Vizitant aimed to bring video-enabled social networking and presence applications to seniors living alone and in retirement/nursing homes, providing an affordable and easy to use means to connect with each other. James worked alongside the Respite Centre in Dromcollogher to introduce the concept to people there. He teamed up with WTS broadband to bring wireless networks to the retirement village and respite centre in the area. The original project used Skype due to its ease of use and affordability, but ultimately James wanted to provide a more immersive experience using videoconferencing and telepresence technologies.
James has since collaborated with fellow awardee Keith Kennedy to found Daynuv, which built interactive virtual worlds to help improve education.
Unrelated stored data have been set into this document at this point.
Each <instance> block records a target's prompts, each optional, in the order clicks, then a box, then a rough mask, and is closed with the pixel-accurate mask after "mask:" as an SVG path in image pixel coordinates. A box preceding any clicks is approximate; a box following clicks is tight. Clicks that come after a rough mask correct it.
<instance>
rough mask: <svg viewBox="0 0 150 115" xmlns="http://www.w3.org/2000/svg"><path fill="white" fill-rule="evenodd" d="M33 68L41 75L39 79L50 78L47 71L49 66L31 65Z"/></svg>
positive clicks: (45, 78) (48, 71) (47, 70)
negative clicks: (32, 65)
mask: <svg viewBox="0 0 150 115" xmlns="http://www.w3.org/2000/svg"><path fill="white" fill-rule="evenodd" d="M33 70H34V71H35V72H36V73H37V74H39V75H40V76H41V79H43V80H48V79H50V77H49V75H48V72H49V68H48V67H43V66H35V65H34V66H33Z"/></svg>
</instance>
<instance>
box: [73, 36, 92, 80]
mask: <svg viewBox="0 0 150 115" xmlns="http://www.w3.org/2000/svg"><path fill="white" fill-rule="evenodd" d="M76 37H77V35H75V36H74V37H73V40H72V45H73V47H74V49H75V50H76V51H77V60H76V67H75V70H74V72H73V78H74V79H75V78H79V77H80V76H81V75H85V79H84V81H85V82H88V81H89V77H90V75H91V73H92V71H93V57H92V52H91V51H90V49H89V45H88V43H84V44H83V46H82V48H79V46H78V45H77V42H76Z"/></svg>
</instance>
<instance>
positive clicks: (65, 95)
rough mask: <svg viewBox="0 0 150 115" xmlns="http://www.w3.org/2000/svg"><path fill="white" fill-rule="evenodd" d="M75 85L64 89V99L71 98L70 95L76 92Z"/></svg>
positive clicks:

This led to the development of Mission V education with another awardee, Margaret Keane, of giftedkids.ie. It provided a virtual world authoring tool for students, enabling them to develop their own game-based learning activities. Following a successful pilot programme it was supported by the National Centre for Technology in Education and implemented over a 12 month period in 20 primary schools. Today James is managing director of Simvirtua Ltd., trading as MissionV, which is building a Virtual Reality platform for teaching and training.
To look into the eyes of those cut-off from society and to hear their stories is to comprehend how soul destroying and debilitating loneliness can be. I really want to help do something about that.